Immersed in a world of music, Larson shares a home with her musician fiancee, she manages to bypass the sounds we normally associate with music, and introduces us to the symphony of nature. Larson's White Collection brings forward the sounds of the natural world in amplified form with texture, and the unpredictable twists and turns of nature. These Zen like creations are a perfect representation of an artist creating natural ease and expression by understanding her medium and having a clear goal for its transformation. We are not distracted by color, or unnatural textural elements, but given the indulgence to experience each piece in the way that we need to experience it.

Her "Twings" seem to dance to the sound of wind off the desert sand, while "Anemone" offers us a glimpse into the ocean, the dense sounds of the world above our heads as we are suspended under a gossamer vail of water. "My sculptures are interpretive metaphors of life forms comprised of organic shapes that convey a hint of sensuality" , Larson added when asked to give a sentence describing her art.

The piece "Entrapment" is perhaps the most interesting to me. Despite its nearly architectural appearance, enough natural senses flow through to allow the viewer to see a wave and to feel trapped inside that wave, unable to come up for air, unable to free yourself of the ever turning forces holding you. Yet still there is peace where at some point you are freed from the circular motion and land on solid ground to recuperate and consider diving in once again. Sensuality meets nature meets smooth clean lines to direct and compose the sounds of nature that make our hearts dance, instead of our feet. Looking at one thing and seeing another is the greatest gift an artist can give. Allow me to be me though your creation, and allow me to get what I need from your talent, and that is the recipe for appreciating art. Larson allows us this, and brings us closer to understanding the role of the artist in society.

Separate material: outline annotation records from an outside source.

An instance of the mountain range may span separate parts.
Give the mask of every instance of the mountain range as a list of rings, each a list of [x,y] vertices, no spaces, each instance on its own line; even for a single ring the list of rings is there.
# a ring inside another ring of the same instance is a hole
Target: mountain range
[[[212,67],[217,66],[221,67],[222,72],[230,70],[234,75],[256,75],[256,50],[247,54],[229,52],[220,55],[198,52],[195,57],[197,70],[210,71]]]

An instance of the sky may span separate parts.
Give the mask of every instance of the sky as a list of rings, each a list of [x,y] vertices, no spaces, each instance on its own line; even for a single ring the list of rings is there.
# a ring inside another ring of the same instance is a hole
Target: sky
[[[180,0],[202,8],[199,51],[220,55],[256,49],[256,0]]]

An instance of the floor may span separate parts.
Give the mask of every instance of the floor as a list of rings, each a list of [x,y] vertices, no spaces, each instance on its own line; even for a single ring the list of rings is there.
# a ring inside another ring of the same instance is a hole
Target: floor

As the French Quarter opens its doors and rolls out its welcome mats to the festival season in New Orleans, I encourage everyone to close their eyes and open their ears to the world that surrounds us. Experience the beats that come from the stage at Jazz Fest, don't just listen. Absorb and feel the vibrations from the marching bands and Mardi Gras. Live the talent of our street musicians. When you're done, pause and be silent. Give nature a chance to entertain you and sweep you away into a world we far too often miss. Allow yourself not only to be consumed by the sites, but to be enveloped in the sounds that make the French Quarter, and festival season, the most memorable and remarkable time of the year in New Orleans.